> "Knowledge is of no value unless you put it into practice"

-- Anton Chekhov

Motivation

I have read many articles on machine learning, heard everyone else talking about it, but still don't know where to start. Until one day, when I was tunning the accuracy of my Hacker News crawler, it suddenly occurred to me - what I'm doing is to figure out the best parameters of a formula that can tell the possibility of a DOM being the main content, isn't this process called training in the terminology of machine learning? isn't it a good idea to feed all those features into a classifier model, and let it do the tunning to find out the best parameters (instead of me doing it manually)?

This is the “aha!” moment for me on machine learning, also the first time to solve a real-world problem using machine learning. So here comes the note I take when falling down the rabbit hole, I'll try to explain things from a newbie's view (actually my view), hoping others may get inspired.

Problem to Solve

It's super easy to get the main content of a HTML page, if you have done some crawler related works before.

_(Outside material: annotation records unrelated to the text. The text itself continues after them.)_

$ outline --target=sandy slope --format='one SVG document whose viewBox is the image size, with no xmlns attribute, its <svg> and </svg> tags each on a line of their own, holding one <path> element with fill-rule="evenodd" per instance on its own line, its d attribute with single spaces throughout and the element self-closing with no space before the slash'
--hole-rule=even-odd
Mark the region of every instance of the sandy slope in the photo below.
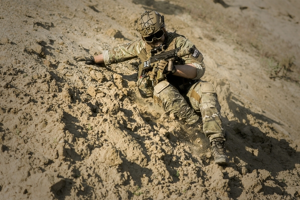
<svg viewBox="0 0 300 200">
<path fill-rule="evenodd" d="M 251 49 L 196 20 L 188 11 L 197 2 L 1 0 L 0 195 L 299 198 L 298 84 L 269 79 Z M 200 2 L 256 18 L 298 45 L 296 1 Z M 213 164 L 203 135 L 140 97 L 137 61 L 98 67 L 73 60 L 136 39 L 135 22 L 150 8 L 204 56 L 203 79 L 216 86 L 228 132 L 227 167 Z M 282 11 L 293 18 L 274 17 Z"/>
</svg>

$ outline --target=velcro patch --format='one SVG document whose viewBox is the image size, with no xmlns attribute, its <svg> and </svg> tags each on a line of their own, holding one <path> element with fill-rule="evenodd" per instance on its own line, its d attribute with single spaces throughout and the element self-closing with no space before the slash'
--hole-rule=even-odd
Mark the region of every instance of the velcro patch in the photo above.
<svg viewBox="0 0 300 200">
<path fill-rule="evenodd" d="M 192 54 L 192 56 L 195 58 L 197 58 L 200 54 L 200 52 L 197 49 L 195 49 L 194 53 Z"/>
<path fill-rule="evenodd" d="M 192 54 L 191 54 L 190 58 L 199 63 L 202 62 L 203 60 L 203 56 L 202 56 L 201 52 L 196 48 L 195 45 L 194 45 L 192 48 L 194 49 L 194 53 Z"/>
</svg>

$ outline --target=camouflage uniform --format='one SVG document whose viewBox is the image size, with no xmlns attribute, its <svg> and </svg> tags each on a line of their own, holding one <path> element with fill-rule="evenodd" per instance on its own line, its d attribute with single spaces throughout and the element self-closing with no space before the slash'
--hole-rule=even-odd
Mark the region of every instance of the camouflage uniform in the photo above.
<svg viewBox="0 0 300 200">
<path fill-rule="evenodd" d="M 190 41 L 175 33 L 167 33 L 164 44 L 168 47 L 166 51 L 178 47 L 180 49 L 195 48 Z M 132 43 L 105 51 L 104 62 L 106 65 L 110 65 L 138 57 L 143 62 L 151 57 L 152 49 L 142 39 L 138 39 Z M 189 55 L 182 58 L 181 63 L 175 64 L 193 64 L 197 69 L 196 77 L 193 79 L 168 75 L 166 80 L 153 87 L 149 81 L 151 74 L 148 74 L 138 77 L 138 86 L 141 94 L 153 96 L 155 104 L 159 105 L 165 112 L 174 113 L 188 124 L 199 122 L 202 116 L 203 130 L 210 141 L 215 139 L 225 141 L 220 107 L 215 89 L 212 84 L 200 80 L 205 70 L 202 60 Z"/>
</svg>

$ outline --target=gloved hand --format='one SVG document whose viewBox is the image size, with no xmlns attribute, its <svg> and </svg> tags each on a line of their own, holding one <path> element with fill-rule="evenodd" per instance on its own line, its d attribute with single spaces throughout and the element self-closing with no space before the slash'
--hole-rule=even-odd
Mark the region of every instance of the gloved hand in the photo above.
<svg viewBox="0 0 300 200">
<path fill-rule="evenodd" d="M 85 63 L 86 65 L 94 65 L 95 64 L 95 59 L 94 59 L 94 57 L 93 57 L 93 56 L 91 56 L 90 58 L 85 57 L 84 56 L 75 56 L 73 58 L 77 62 L 86 61 Z"/>
<path fill-rule="evenodd" d="M 162 73 L 164 74 L 173 74 L 176 72 L 176 69 L 173 63 L 173 60 L 169 60 L 167 66 L 165 67 Z"/>
<path fill-rule="evenodd" d="M 165 68 L 167 68 L 167 66 L 168 66 L 168 61 L 162 60 L 159 61 L 157 63 L 157 67 L 163 71 Z"/>
</svg>

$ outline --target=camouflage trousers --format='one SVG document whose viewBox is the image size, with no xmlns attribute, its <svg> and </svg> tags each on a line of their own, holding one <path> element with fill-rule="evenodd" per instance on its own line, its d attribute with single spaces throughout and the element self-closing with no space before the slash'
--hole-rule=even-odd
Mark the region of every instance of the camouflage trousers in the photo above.
<svg viewBox="0 0 300 200">
<path fill-rule="evenodd" d="M 217 138 L 225 141 L 221 108 L 212 84 L 199 81 L 184 97 L 168 82 L 162 81 L 154 87 L 153 100 L 165 112 L 173 113 L 189 124 L 195 124 L 201 116 L 203 130 L 210 141 Z"/>
</svg>

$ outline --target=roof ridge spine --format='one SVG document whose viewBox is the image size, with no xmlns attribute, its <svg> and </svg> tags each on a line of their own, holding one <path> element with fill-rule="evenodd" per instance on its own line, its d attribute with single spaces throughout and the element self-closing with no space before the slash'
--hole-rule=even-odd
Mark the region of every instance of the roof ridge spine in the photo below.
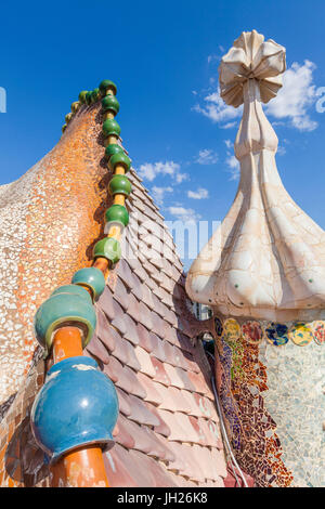
<svg viewBox="0 0 325 509">
<path fill-rule="evenodd" d="M 114 383 L 100 371 L 94 360 L 89 365 L 82 349 L 91 340 L 96 325 L 93 303 L 104 291 L 109 270 L 121 257 L 120 238 L 129 222 L 126 199 L 131 183 L 126 173 L 131 160 L 119 144 L 116 91 L 113 81 L 104 80 L 92 92 L 80 92 L 79 102 L 73 103 L 73 112 L 66 116 L 66 121 L 72 121 L 82 103 L 91 104 L 102 97 L 105 155 L 113 172 L 108 184 L 113 205 L 105 213 L 106 237 L 94 246 L 92 266 L 77 271 L 70 285 L 54 290 L 35 316 L 36 337 L 46 348 L 46 354 L 53 354 L 54 366 L 35 400 L 31 429 L 50 460 L 63 466 L 57 472 L 63 470 L 65 479 L 57 473 L 58 479 L 54 481 L 58 485 L 108 486 L 102 449 L 107 451 L 114 444 L 112 432 L 118 417 L 118 397 Z M 96 387 L 101 387 L 98 396 Z M 58 408 L 63 412 L 58 413 Z M 77 475 L 76 465 L 79 466 Z"/>
</svg>

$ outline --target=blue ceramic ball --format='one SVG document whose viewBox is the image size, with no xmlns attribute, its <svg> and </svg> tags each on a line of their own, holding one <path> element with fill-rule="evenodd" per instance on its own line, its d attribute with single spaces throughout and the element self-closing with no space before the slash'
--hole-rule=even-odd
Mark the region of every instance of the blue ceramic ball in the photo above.
<svg viewBox="0 0 325 509">
<path fill-rule="evenodd" d="M 77 356 L 48 371 L 31 408 L 31 429 L 53 462 L 82 445 L 112 447 L 117 417 L 114 383 L 93 358 Z"/>
</svg>

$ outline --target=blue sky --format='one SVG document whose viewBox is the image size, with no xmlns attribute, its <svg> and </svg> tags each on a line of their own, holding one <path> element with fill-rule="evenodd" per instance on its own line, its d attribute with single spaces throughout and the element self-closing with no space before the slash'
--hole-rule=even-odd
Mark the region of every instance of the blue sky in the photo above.
<svg viewBox="0 0 325 509">
<path fill-rule="evenodd" d="M 167 220 L 222 220 L 237 180 L 239 117 L 218 97 L 218 66 L 243 30 L 287 50 L 287 83 L 268 117 L 294 199 L 325 227 L 325 3 L 313 0 L 11 2 L 1 6 L 0 183 L 48 153 L 81 90 L 118 84 L 121 136 Z M 162 191 L 161 191 L 162 190 Z"/>
</svg>

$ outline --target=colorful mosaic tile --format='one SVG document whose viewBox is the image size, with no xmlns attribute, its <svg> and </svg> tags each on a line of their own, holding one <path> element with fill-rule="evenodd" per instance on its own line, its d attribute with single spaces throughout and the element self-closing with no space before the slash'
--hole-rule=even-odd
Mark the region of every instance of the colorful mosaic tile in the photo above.
<svg viewBox="0 0 325 509">
<path fill-rule="evenodd" d="M 223 323 L 223 337 L 225 341 L 236 341 L 238 338 L 240 338 L 240 326 L 236 319 L 227 318 Z"/>
<path fill-rule="evenodd" d="M 222 326 L 221 319 L 218 318 L 218 316 L 216 316 L 214 318 L 214 329 L 216 329 L 217 336 L 222 336 L 223 326 Z"/>
<path fill-rule="evenodd" d="M 288 342 L 288 327 L 271 322 L 265 328 L 266 339 L 271 344 L 283 347 Z"/>
<path fill-rule="evenodd" d="M 259 322 L 248 321 L 242 325 L 243 338 L 251 344 L 258 344 L 263 339 L 263 329 Z"/>
<path fill-rule="evenodd" d="M 325 322 L 317 319 L 312 323 L 312 330 L 314 334 L 314 340 L 317 344 L 325 343 Z"/>
<path fill-rule="evenodd" d="M 299 347 L 304 347 L 313 340 L 313 332 L 309 324 L 296 322 L 289 330 L 289 339 Z"/>
</svg>

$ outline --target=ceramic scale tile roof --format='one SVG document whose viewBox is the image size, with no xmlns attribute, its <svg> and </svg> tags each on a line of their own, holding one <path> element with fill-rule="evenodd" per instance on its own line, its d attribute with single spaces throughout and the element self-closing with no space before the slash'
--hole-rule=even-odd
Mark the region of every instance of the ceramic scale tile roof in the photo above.
<svg viewBox="0 0 325 509">
<path fill-rule="evenodd" d="M 109 273 L 86 352 L 119 397 L 107 475 L 113 486 L 220 486 L 226 468 L 209 365 L 191 341 L 199 323 L 186 308 L 182 264 L 158 208 L 136 173 L 129 178 L 136 198 L 127 256 Z"/>
<path fill-rule="evenodd" d="M 25 236 L 22 247 L 5 247 L 14 250 L 20 267 L 10 299 L 20 302 L 15 323 L 23 326 L 15 338 L 3 332 L 11 362 L 21 364 L 1 396 L 1 486 L 60 485 L 29 425 L 51 364 L 34 339 L 32 319 L 57 285 L 91 263 L 93 245 L 104 236 L 110 203 L 102 123 L 99 102 L 82 105 L 51 153 L 2 190 L 2 212 L 11 210 L 12 186 L 22 191 L 24 208 L 15 219 Z M 136 172 L 129 174 L 122 259 L 96 303 L 98 325 L 84 351 L 115 383 L 119 400 L 116 444 L 104 458 L 107 477 L 113 486 L 221 486 L 227 473 L 211 371 L 202 344 L 192 341 L 213 324 L 197 322 L 190 312 L 172 236 Z M 9 235 L 10 227 L 6 221 Z M 28 344 L 28 355 L 21 343 Z"/>
</svg>

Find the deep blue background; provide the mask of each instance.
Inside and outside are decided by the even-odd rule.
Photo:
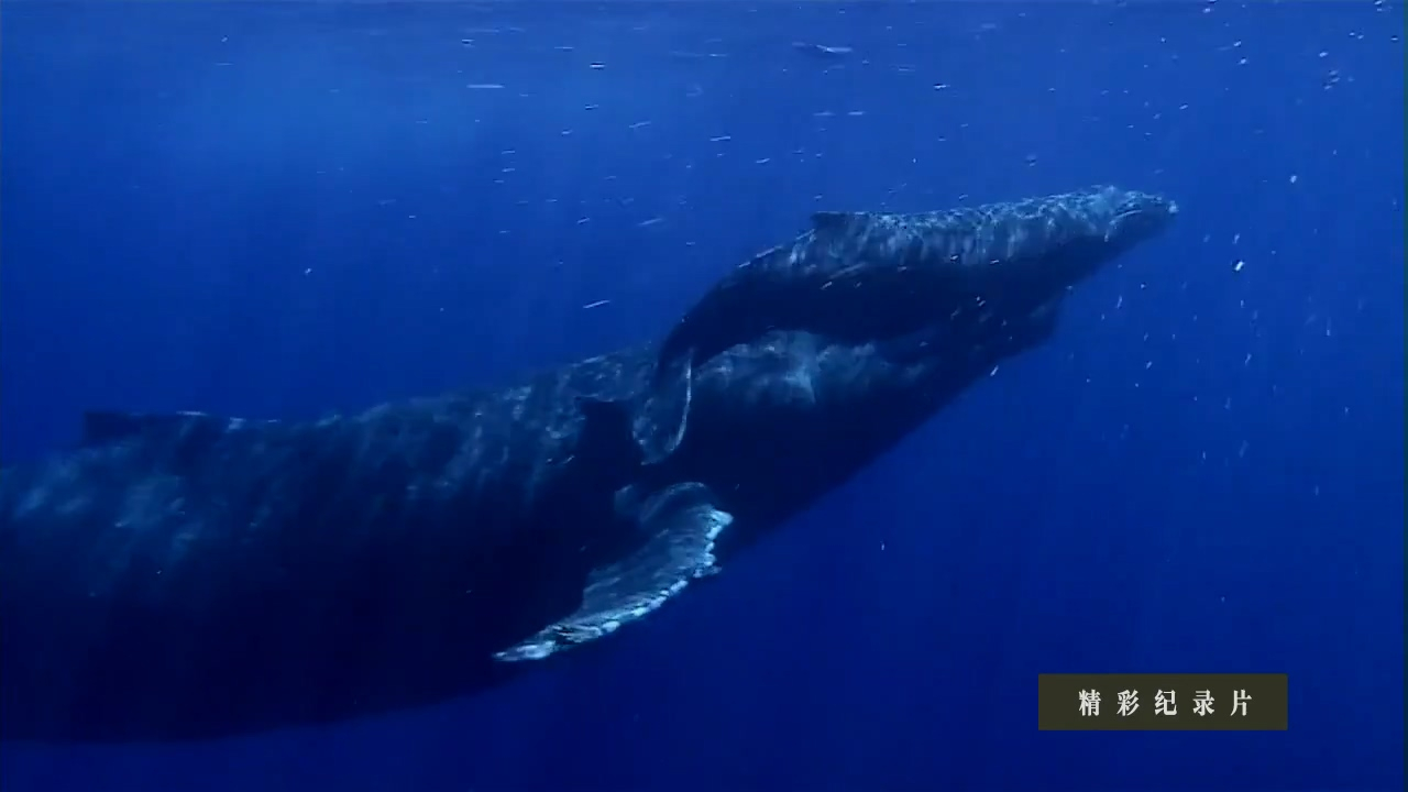
[[[655,337],[819,207],[1184,209],[612,651],[366,723],[6,745],[7,792],[1402,788],[1398,1],[0,18],[7,459],[86,407],[307,417]],[[1291,729],[1038,733],[1073,671],[1284,671]]]

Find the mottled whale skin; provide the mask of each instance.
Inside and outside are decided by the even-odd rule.
[[[770,330],[884,340],[935,314],[993,303],[1031,310],[1176,213],[1163,196],[1110,185],[917,214],[817,213],[811,230],[743,262],[666,335],[635,424],[645,458],[659,461],[679,441],[696,359]]]
[[[214,738],[500,683],[712,576],[1048,340],[1074,282],[696,354],[653,464],[631,420],[655,345],[310,423],[90,416],[0,471],[0,738]]]

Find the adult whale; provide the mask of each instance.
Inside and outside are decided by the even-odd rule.
[[[0,472],[0,737],[355,717],[612,633],[1046,340],[1087,275],[1071,264],[1052,258],[1069,272],[1032,300],[908,333],[766,330],[696,355],[690,428],[656,464],[628,426],[653,347],[315,423],[90,416],[82,447]]]

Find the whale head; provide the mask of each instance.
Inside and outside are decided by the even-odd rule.
[[[1178,204],[1173,200],[1139,190],[1104,186],[1094,189],[1087,200],[1087,211],[1107,218],[1104,242],[1121,251],[1157,237],[1178,214]]]
[[[897,223],[907,280],[935,311],[966,300],[1022,311],[1059,300],[1107,264],[1163,234],[1178,206],[1157,193],[1098,185],[1084,190]],[[955,235],[953,228],[962,233]],[[891,289],[907,286],[894,279]]]
[[[810,231],[715,283],[662,341],[632,424],[643,459],[679,445],[691,369],[734,345],[773,331],[846,344],[949,333],[981,344],[1010,321],[1038,316],[1045,327],[1067,290],[1177,211],[1163,196],[1107,185],[942,211],[818,211]]]

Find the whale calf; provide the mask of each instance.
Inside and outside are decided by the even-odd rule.
[[[318,421],[90,414],[76,448],[0,469],[0,738],[327,723],[603,644],[1050,338],[1088,272],[1033,256],[1028,299],[897,333],[848,323],[905,300],[914,268],[853,300],[783,278],[825,295],[824,321],[745,316],[698,345],[655,461],[632,421],[656,344]]]
[[[660,344],[635,431],[648,462],[684,431],[690,366],[769,330],[891,338],[935,313],[1026,310],[1177,214],[1171,200],[1110,185],[917,214],[819,211],[791,242],[743,262]]]

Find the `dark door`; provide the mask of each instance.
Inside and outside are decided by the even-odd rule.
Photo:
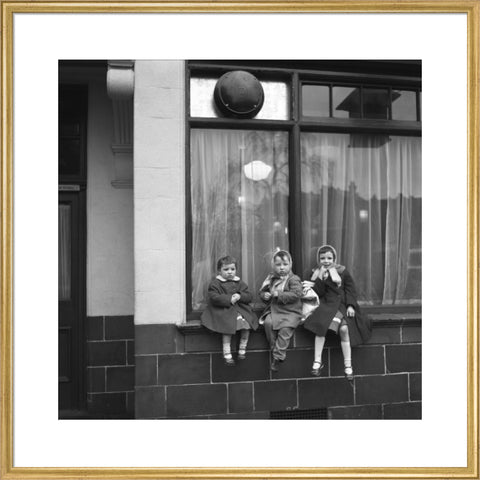
[[[62,62],[60,62],[60,70]],[[75,418],[86,407],[85,85],[58,89],[58,408]]]
[[[73,191],[62,191],[69,188]],[[85,408],[85,191],[60,186],[58,402],[60,418]]]

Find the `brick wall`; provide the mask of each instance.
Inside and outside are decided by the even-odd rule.
[[[97,418],[133,418],[133,316],[87,318],[87,411]]]
[[[220,335],[198,322],[137,325],[137,418],[269,418],[271,411],[328,409],[328,418],[421,418],[419,316],[377,316],[368,344],[354,348],[355,380],[343,376],[337,337],[327,337],[320,378],[310,376],[313,335],[299,327],[279,372],[269,370],[263,331],[247,358],[227,367]]]

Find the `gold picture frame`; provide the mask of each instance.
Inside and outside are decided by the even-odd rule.
[[[468,345],[466,467],[30,468],[13,465],[13,16],[16,13],[462,13],[468,50]],[[2,1],[1,470],[3,479],[478,478],[479,18],[463,1]]]

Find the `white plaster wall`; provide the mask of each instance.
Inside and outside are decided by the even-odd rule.
[[[89,82],[87,315],[133,315],[133,190],[115,189],[106,76]]]
[[[185,64],[136,61],[135,324],[185,320]]]

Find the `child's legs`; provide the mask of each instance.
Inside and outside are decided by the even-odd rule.
[[[340,327],[340,346],[342,347],[343,363],[345,367],[352,366],[352,348],[350,346],[350,336],[348,334],[348,326]]]
[[[222,346],[223,346],[223,355],[231,355],[230,343],[232,341],[232,336],[223,334],[222,335]]]
[[[283,327],[278,330],[277,341],[273,347],[273,358],[275,360],[285,360],[285,357],[287,356],[287,348],[294,331],[295,329],[291,327]]]
[[[272,316],[267,315],[265,317],[265,322],[263,324],[265,328],[265,336],[267,337],[268,344],[270,348],[273,349],[275,342],[277,341],[277,331],[273,329]]]
[[[250,330],[240,330],[240,343],[238,349],[245,351],[247,349],[248,338],[250,337]]]
[[[325,337],[319,337],[318,335],[315,335],[315,353],[313,357],[313,361],[315,363],[322,363],[322,353],[324,345]]]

Let's take a page of The Times as an example: You just need to look at where the DOM is in the page using your favorite DOM inspector, write down its XPATH or CSS selector, then apply the rule to Beautiful Soup or whatever your library of choices, and you are done - using this rule you can scrap the entire The Times and get their main contents, pretty straightforward right?

However, what if you have hundreds of pages to extract content from? writing down their XPATHes and using hundreds of if...else to apply those rules? Nah, you will become crazy maintaining all those rules. So extract the main content of "any" page is hard, how does Hacker News Digest solve this?

A Brilliant Way

This method is based on an assumption that the DOM element with the most text is more likely to be the main content. Using this rule only, however, will lead to the html DOM been recognized as the main content, because it contains everything, so we also need to take the DOM depth into consideration. Besides, those who have more intensive <a> links, look like ADs, comments, sidebars, etc. should be reduced of weight. Combining all those rules, we can score every DOM in a page, and the one with the highest score is the winner to be the main content. Following are the factors currently used to score a DOM:

  • The number of words it contains (including descendants)
  • The depth it resides in the whole page
  • Whether it contains a h element that has a high similarity to the title of this page, most blogs will put the title of its article into the <title> element for SEO purpose
  • Whether its class or id contains string like article, content, or ad-, comment, etc.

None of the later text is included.